To provide an updated overview of HOX gene dysregulation in head and neck squamous cell carcinoma (HNSCC) and evaluate their roles as biomarkers and therapeutic targets, emphasizing the need to identify functionally relevant molecular drivers.

Approach:

Key Findings:

• Dysregulation of HOX genes is prevalent in HNSCC, with specific genes showing altered expression patterns in different subtypes, which may have significant clinical implications.
• In oral squamous cell carcinoma (OSCC), 18 HOX genes are overexpressed compared to normal tissue, while others are downregulated in nasopharyngeal carcinoma (NPC), indicating a complex regulatory landscape.
• HOX gene expression patterns can vary by tumor stage, indicating potential roles in tumor progression and patient prognosis.

Interpretation:

The context-dependent roles of HOX genes in HNSCC highlight their potential as biomarkers and therapeutic targets, although their precise contributions to tumor pathogenesis remain to be fully elucidated.
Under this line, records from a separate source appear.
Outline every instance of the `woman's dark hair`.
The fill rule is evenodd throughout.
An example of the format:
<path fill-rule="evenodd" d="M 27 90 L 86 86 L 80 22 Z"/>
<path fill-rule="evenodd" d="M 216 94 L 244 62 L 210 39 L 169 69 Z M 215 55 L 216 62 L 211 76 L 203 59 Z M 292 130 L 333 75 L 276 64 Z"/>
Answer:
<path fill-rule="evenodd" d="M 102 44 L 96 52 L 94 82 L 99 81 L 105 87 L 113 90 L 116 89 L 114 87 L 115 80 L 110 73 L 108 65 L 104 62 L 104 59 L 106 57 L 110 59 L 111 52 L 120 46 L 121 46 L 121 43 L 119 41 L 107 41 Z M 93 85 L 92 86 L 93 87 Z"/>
Future research should focus on clarifying these roles and exploring their clinical applications.

Limitations:

• The effects of HOX gene dysregulation are context-dependent and vary by cell type and tumor origin, complicating their clinical application.
• Some HOX genes lack experimental evidence in HNSCC, limiting comprehensive understanding, particularly in the context of molecular heterogeneity.

Conclusion:

Further research is needed to clarify the roles of HOX genes in HNSCC and to explore their potential as clinical biomarkers and therapeutic targets, emphasizing their importance in improving patient outcomes.

Attribution Notice

This content is an AI-generated, fully rewritten summary based on a published scholarly article. It does not reproduce the original text and is not a substitute for the original publication. Readers are encouraged to consult the source for full context, data, and methodology.